The app, goodmoov, was proposed at the recent HackLA Mobility hackathon, which it won. Beaudin and his team were recently invited to discuss their app at the Consumer Electronics Show in Las Vegas during January, with the support of Daimler AG and moovel. In July, Daimler and moovel will also fly the team to Europe’s Leading Technology Festival, the Tech Open Air Conference in Berlin, Germany, where they will demo the app.
HackLA Mobility challenged participant teams to spend 24 hours devising a solution to traffic problems in LA, asking them “How do we get to a future without traffic?”
The average LA commuter spends over 100 hours per year sitting in traffic, costing the driver around $1,400 annually.
Beaudin said that in Southern California, half of all congestion is comprised of recurrent bottlenecks. He said that when a large proportion of drivers simultaneously use routing apps like Google Maps and Waze to escape the bottlenecks, this can actually increase congestion, with multiple drivers trying to get out of the jam via the same suggested routes.
Transportation experts often propose reducing bottlenecks through congestion pricing, via a tax that discourages the use of high-traffic roads by increasing as roads get busier. Congestion pricing uses negative reinforcements to incentivize drivers to leave the most congested roads.
“We were saying, what if you did the opposite of that?
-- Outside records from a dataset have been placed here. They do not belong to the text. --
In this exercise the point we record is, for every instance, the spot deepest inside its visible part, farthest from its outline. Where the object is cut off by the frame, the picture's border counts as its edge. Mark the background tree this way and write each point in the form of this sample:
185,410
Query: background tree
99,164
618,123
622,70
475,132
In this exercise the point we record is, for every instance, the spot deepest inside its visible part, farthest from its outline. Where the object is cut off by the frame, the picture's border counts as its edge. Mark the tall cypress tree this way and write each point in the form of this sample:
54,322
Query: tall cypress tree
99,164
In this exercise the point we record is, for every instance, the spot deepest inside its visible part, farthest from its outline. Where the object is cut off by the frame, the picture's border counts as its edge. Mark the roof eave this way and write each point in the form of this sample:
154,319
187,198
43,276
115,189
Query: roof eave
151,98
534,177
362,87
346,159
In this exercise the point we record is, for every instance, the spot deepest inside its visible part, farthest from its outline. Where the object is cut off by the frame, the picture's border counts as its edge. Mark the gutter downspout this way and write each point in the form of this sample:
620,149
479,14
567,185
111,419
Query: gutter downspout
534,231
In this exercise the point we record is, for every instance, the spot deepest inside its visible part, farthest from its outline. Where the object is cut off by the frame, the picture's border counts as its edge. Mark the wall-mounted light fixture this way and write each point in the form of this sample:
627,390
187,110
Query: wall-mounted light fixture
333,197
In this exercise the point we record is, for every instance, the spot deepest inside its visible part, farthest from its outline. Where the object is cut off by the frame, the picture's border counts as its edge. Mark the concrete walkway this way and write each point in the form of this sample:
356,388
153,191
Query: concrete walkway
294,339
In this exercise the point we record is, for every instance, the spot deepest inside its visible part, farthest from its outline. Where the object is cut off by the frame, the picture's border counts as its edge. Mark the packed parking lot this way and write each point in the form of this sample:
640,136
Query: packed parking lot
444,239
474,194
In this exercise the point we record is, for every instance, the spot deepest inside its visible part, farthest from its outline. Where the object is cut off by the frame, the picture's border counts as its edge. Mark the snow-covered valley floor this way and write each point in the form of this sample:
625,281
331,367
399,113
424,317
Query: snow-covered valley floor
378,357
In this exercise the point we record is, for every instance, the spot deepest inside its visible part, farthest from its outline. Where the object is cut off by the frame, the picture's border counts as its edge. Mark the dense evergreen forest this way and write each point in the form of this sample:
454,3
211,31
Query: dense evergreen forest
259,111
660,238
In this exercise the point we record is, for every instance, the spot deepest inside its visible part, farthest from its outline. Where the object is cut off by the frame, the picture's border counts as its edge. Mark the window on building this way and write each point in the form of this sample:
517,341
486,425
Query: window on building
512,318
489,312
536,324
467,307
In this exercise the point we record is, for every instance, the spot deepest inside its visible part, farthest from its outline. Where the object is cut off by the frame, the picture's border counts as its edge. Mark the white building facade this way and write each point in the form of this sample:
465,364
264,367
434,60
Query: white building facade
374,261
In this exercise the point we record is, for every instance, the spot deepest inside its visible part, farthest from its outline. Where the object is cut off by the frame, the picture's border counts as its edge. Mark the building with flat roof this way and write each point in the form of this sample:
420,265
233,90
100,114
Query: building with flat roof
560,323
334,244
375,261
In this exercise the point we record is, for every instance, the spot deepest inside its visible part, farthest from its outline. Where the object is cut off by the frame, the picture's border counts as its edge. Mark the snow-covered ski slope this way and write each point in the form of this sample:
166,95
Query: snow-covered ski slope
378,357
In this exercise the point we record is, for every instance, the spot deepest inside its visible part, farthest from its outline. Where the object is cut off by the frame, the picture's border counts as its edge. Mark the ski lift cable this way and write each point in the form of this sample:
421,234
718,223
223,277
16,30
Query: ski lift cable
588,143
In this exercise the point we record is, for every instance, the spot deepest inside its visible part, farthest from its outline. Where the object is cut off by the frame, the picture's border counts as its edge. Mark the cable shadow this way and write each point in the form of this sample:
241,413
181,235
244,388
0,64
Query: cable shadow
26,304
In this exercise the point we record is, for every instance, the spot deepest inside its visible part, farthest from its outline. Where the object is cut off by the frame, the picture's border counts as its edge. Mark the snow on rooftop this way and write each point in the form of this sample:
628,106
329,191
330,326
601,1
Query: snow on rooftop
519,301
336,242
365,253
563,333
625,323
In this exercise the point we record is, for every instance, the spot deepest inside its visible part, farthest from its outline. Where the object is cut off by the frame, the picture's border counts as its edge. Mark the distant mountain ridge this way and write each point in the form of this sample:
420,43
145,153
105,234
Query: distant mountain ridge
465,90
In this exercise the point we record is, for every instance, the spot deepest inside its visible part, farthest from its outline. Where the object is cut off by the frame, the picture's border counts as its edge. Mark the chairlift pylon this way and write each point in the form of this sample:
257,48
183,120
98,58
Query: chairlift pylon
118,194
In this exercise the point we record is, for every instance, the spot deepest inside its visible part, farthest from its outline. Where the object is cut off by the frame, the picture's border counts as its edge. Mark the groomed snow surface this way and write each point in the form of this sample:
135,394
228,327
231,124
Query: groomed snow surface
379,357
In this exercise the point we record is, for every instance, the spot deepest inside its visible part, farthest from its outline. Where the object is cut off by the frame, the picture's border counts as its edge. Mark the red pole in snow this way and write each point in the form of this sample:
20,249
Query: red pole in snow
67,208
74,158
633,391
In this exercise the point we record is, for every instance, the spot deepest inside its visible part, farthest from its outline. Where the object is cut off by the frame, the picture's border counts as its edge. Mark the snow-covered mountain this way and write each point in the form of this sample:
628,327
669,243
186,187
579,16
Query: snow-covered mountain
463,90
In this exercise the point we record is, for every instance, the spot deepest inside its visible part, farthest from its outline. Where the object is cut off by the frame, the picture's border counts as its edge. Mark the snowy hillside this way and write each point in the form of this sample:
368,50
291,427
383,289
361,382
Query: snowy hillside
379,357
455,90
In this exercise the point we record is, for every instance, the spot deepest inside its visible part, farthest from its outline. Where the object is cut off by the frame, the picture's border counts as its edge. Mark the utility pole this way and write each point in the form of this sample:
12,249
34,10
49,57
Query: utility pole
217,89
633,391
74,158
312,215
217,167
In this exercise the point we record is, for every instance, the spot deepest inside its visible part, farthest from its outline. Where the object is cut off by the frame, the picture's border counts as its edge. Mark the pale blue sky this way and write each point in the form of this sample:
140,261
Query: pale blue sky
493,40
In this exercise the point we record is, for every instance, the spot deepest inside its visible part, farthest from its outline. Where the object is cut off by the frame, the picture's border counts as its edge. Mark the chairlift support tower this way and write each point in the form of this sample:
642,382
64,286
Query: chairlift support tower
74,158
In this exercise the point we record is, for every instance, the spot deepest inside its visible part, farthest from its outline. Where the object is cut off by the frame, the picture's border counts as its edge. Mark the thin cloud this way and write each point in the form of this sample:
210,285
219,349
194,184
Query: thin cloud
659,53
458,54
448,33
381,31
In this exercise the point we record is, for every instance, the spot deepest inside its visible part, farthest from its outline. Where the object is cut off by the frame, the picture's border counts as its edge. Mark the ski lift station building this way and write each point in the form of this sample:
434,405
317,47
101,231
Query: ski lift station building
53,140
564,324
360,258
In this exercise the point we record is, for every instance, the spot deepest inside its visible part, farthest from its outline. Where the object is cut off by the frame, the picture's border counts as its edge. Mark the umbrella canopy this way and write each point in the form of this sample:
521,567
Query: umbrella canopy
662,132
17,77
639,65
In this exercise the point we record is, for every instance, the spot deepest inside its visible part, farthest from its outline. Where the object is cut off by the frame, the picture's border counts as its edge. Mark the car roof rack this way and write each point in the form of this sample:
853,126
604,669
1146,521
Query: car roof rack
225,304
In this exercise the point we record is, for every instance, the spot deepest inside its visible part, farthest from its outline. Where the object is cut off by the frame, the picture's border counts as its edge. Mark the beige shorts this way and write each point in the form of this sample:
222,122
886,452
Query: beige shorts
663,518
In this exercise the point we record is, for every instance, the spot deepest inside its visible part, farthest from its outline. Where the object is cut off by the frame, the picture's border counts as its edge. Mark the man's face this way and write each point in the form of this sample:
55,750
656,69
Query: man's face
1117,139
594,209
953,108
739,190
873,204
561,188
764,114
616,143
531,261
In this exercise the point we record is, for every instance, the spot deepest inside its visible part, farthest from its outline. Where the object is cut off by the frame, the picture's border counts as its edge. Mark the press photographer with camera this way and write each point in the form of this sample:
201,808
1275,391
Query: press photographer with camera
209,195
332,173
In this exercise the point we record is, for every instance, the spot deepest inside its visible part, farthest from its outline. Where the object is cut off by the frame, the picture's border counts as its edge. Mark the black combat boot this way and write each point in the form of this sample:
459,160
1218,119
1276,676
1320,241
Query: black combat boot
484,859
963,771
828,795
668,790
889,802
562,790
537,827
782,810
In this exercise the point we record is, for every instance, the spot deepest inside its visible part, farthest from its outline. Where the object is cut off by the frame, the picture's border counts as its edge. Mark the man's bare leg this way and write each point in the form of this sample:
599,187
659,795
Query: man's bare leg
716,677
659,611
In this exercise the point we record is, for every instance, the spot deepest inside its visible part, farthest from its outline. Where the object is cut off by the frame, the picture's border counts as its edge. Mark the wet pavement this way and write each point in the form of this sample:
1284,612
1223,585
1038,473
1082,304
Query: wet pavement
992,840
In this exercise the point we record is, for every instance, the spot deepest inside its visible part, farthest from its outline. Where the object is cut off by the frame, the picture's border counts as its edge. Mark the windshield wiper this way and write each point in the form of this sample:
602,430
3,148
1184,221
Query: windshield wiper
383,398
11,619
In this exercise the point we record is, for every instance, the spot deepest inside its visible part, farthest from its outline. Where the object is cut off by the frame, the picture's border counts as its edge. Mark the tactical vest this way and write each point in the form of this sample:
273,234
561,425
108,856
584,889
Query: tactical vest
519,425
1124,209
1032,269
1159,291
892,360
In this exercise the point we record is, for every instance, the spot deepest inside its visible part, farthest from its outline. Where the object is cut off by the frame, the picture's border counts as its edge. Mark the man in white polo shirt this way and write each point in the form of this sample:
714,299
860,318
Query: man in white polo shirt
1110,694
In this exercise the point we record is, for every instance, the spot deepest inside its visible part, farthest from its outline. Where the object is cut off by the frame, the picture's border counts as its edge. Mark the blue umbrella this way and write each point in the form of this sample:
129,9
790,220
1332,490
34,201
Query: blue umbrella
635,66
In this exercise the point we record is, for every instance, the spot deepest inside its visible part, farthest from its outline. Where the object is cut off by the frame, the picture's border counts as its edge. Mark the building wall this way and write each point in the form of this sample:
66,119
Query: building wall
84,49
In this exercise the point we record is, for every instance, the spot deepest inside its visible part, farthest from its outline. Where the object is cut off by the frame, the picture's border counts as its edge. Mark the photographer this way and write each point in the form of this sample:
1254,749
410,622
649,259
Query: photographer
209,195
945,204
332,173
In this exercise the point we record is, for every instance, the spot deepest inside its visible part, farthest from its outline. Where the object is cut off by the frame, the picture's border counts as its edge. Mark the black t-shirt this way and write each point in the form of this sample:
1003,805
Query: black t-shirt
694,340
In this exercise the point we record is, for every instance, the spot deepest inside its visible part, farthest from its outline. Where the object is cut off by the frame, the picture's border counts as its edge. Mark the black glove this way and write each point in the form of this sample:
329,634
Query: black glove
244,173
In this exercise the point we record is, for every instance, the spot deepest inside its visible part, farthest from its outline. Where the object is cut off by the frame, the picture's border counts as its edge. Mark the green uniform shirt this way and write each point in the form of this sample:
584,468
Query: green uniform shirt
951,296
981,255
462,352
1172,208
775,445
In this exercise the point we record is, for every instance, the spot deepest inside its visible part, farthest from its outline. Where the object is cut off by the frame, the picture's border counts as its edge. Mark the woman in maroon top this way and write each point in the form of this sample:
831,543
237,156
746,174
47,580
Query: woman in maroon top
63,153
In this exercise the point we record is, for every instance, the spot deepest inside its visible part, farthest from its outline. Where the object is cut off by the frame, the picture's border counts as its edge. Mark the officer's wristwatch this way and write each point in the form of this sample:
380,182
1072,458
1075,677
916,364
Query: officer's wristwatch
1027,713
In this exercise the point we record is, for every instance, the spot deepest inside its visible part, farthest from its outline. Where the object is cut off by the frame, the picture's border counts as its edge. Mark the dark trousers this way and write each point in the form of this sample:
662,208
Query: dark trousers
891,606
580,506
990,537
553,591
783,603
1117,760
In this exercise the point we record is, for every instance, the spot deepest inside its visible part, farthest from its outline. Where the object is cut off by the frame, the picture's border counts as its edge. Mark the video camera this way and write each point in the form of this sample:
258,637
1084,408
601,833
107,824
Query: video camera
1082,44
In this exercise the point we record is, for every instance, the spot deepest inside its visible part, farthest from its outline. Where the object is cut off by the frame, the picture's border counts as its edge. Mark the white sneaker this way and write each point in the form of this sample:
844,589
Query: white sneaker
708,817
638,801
What if instead of giving someone negative repercussions, we offered them positive reinforcement to leave traffic?” Beaudin said.
The app works by removing a select number of drivers from congestion hotspots by offering them in-app points to take a different route which may be slightly longer. Beaudin said that these points could then be redeemable for a reward. The result is that bottlenecks would start to move more freely.
“One of the positive reinforcements we’re suggesting for drivers would be to give them coupons to local businesses that are on the way of the alternative route. That way we are driving people to support local businesses, and people at those businesses would be incentivized provide deals,” Beaudin said.
Beaudin had been working with his teammates at the tech incubator Idealab in Pasadena when the HackLA opportunity came about. They came up the concept for goodmoov within 24 hours and claimed top honors in the hackathon.
Beaudin is developing the app’s overhead simulation of LA traffic movement to show how the traffic functions at present and to demonstrate with predictive analysis how the app could mitigate the problem areas.
The team has a busy road ahead of them, building out the app in preparation for its showing in Europe this summer for the Tech Open Air conference.
“Now we’re working on a more complete app and a more robust stimulation to demonstrate it,” Beaudin said.